Patrick Wanninkhof (NY ’12), who was tragically killed while cycling for charity this summer, was a shining example of our vision in action. We witnessed his passion to fight the impact of systemic poverty both in the classroom and in his personal pursuits, and could not think of a more deserving recipient for this award.
Kelsey DePalo (NY ’06) led the Success Academy Washington Heights for its inaugural year with kindergarten and first grade classes, and empowered one first grader to use a writing assignment to start an official Friendship Day at the school. Congrats, Kelsey!
Bronx native Mario Benabe (NY ’14) recently authored a blog post in celebration of Hispanic Heritage Month about how he imparts the lessons he learned from his seventh grade teacher, Mr. E, in his own South Bronx classroom today. “My experience in Mr. E’s classroom undeniably impacts my work as a Special Education Math Specialist at the Bronx River High School on a daily basis,” said Mario. “Just as Mr. E encouraged, I have brought my knowledge and experience back to my neighborhood — and I now teach in the same neighborhood that I grew up in. I have taken the key aspects from my seventh grade experience to engage my students in daily math lessons in a way that feels real and empowering.” See his full post here. His class was also recently featured in the nationally televised THINKitUP special.
Danielle McKoy (Miami ’10) moderated a panel of TFA alumni at last night’s “New to New York” event, highlighting ways alumni are maximizing their impact in NYC. What the audience might not have known is how Danielle is giving back to her community, herself. Outside of her day job, Danielle runs Breaking the Bronx, a nonprofit she founded to provide free SAT prep and college counseling to Title 1 students. She is also a junior board member of Youth Represent, a local youth defense and advocacy nonprofit and an active member of The Collective. Hear Danielle talk about her path to teaching during last year’s Alumni Story Slam and check out this NPR article, where she talks about The Collective.
Francisco Micheo (NY ’15)
Francisco Micheo (NY ’15) recently sat down with Latin Post to discuss his motivations for entering the classroom in an article about the 600 new Latino educators that joined TFA this year. “I want to guide [my students] to where they want to go. I want to be a part of their community and build a relationship with their families,” said Micheo. Hear him talk further about the teacher that inspired him and check out his latest blog posts on The Huffington Post.

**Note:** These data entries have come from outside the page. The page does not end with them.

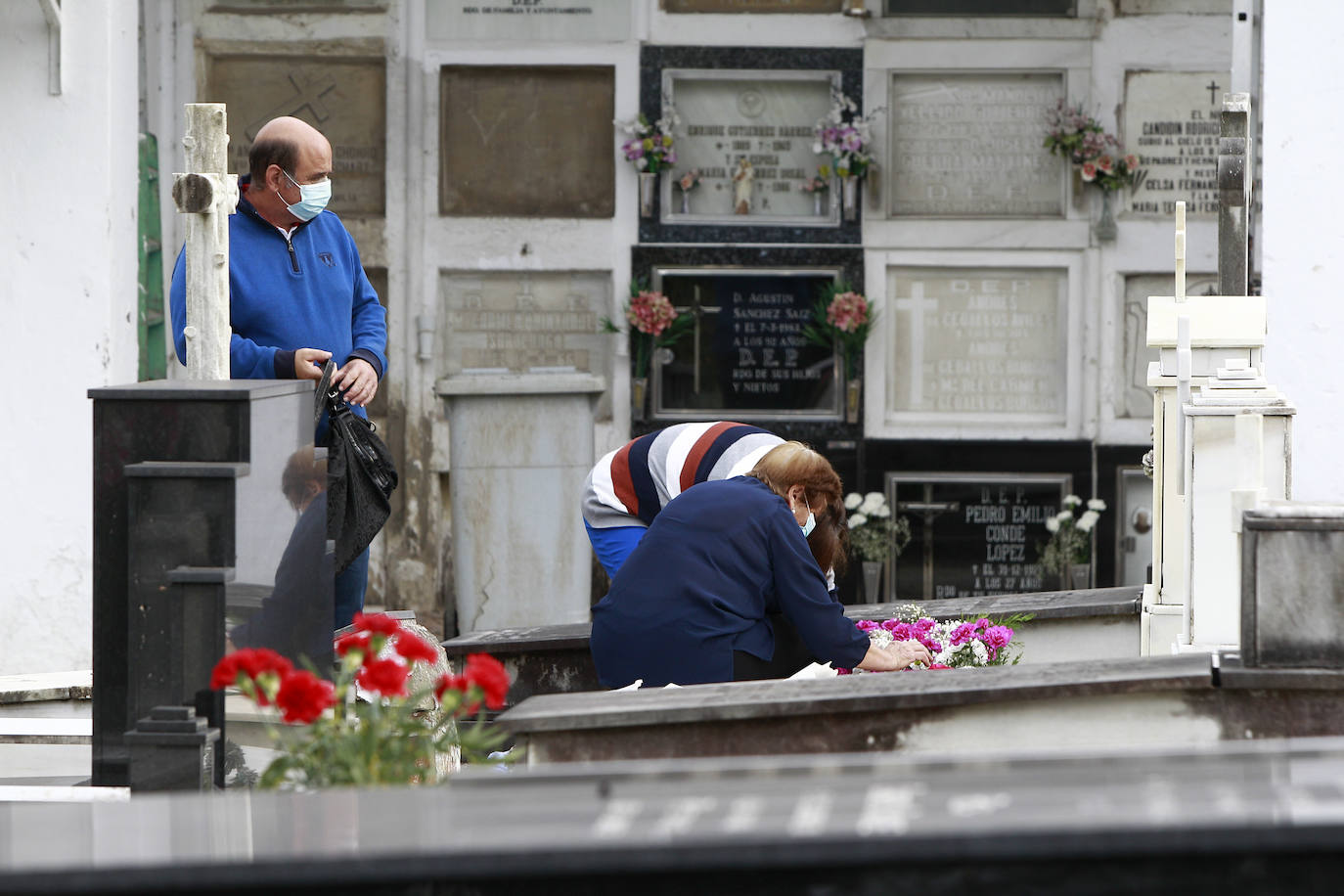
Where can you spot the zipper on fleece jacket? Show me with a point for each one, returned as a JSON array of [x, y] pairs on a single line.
[[293, 258]]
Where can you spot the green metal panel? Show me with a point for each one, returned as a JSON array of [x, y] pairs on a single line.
[[154, 359]]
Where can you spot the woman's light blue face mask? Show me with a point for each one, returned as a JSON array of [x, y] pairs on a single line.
[[312, 198]]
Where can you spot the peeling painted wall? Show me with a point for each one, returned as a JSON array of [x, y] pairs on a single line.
[[67, 299]]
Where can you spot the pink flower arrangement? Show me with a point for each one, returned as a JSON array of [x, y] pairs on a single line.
[[847, 312], [650, 312], [653, 321], [1075, 136], [953, 645], [841, 317]]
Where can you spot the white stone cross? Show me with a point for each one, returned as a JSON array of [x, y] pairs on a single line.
[[207, 197]]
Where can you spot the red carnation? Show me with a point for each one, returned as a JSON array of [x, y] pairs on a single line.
[[384, 676], [488, 673], [304, 696], [354, 641], [376, 622], [250, 664], [414, 648]]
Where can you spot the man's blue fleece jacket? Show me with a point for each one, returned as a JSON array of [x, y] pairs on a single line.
[[304, 291]]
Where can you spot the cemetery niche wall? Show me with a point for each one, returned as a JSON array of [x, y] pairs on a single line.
[[758, 105], [972, 533], [967, 144], [744, 355]]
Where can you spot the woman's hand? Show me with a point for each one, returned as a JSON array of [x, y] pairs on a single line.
[[898, 655]]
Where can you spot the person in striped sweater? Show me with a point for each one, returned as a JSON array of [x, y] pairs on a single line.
[[628, 488]]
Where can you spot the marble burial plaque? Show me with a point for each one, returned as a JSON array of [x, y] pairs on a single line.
[[530, 141], [766, 117], [517, 321], [1175, 7], [345, 98], [973, 533], [751, 6], [744, 355], [980, 8], [1133, 396], [593, 21], [969, 146], [977, 345], [1171, 124]]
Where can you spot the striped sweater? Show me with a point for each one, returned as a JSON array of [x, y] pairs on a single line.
[[632, 484]]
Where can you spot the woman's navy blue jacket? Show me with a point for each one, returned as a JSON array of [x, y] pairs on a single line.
[[699, 585]]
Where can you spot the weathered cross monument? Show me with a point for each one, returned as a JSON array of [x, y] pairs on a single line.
[[189, 515]]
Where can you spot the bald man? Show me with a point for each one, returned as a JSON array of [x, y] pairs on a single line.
[[297, 293]]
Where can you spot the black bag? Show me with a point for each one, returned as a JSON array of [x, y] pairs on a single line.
[[360, 474]]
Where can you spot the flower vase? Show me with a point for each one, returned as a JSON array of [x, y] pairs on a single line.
[[1105, 227], [648, 183], [872, 580], [852, 392], [639, 392], [850, 198]]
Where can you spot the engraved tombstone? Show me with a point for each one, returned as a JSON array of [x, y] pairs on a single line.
[[751, 6], [517, 323], [586, 21], [1171, 122], [744, 355], [345, 98], [977, 345], [532, 141], [1133, 395], [765, 117], [969, 146], [973, 533]]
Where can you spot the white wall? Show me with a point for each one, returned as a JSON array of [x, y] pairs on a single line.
[[67, 299], [1303, 258]]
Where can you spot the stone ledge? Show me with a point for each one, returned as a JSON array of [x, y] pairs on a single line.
[[743, 700], [46, 686]]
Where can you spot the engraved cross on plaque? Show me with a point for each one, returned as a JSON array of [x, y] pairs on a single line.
[[929, 511], [917, 305]]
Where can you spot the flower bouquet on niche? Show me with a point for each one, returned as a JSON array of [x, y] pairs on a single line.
[[952, 644], [1070, 536], [648, 147], [653, 324], [1096, 155], [398, 731], [845, 136], [874, 533], [841, 317]]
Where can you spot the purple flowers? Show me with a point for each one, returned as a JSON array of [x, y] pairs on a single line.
[[955, 644]]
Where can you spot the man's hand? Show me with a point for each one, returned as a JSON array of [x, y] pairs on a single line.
[[308, 363], [359, 381], [898, 655]]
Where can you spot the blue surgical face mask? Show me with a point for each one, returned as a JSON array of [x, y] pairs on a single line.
[[312, 198]]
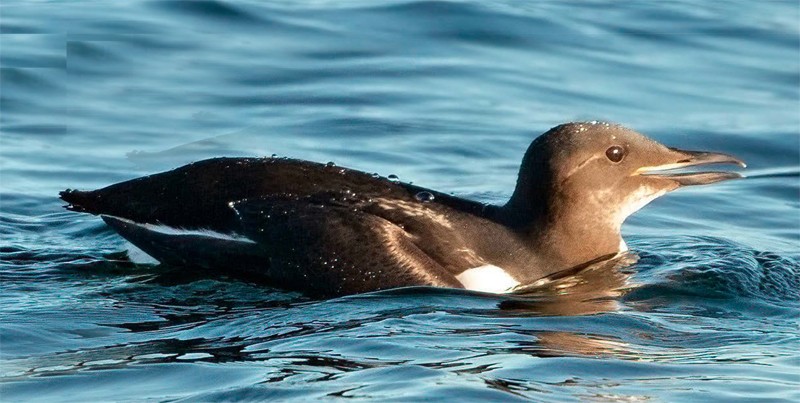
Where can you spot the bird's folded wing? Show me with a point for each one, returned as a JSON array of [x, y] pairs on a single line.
[[331, 239]]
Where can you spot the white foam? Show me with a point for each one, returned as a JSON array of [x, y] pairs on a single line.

Ruth Mesfun (Charlotte ’12)
Ruth Mesfun (Charlotte ’12), started her job as a science teacher at Excellence Girls Middle Academy in Brooklyn last year, and this year she’s switching things up for her students. After completing a coding fellowship with The Flatiron School & TFA this summer, she’s working to close gender and race gaps in the CS industry by teaching code to her 6th graders with a curriculum she developed herself. See more about her work here.
Congratulations to Miriam Altman (NY ’08), who won Teach For America’s 2015 Social Innovation Award this summer for co-founding Kinvolved, an app that supports intentional communication between schools and families. TFA’s Social Innovation Award is an annual competition that brings budding alumni entrepreneurs together to compete for up to $100,000 in seed funding and engage in professional coaching built for early stage entrepreneurs.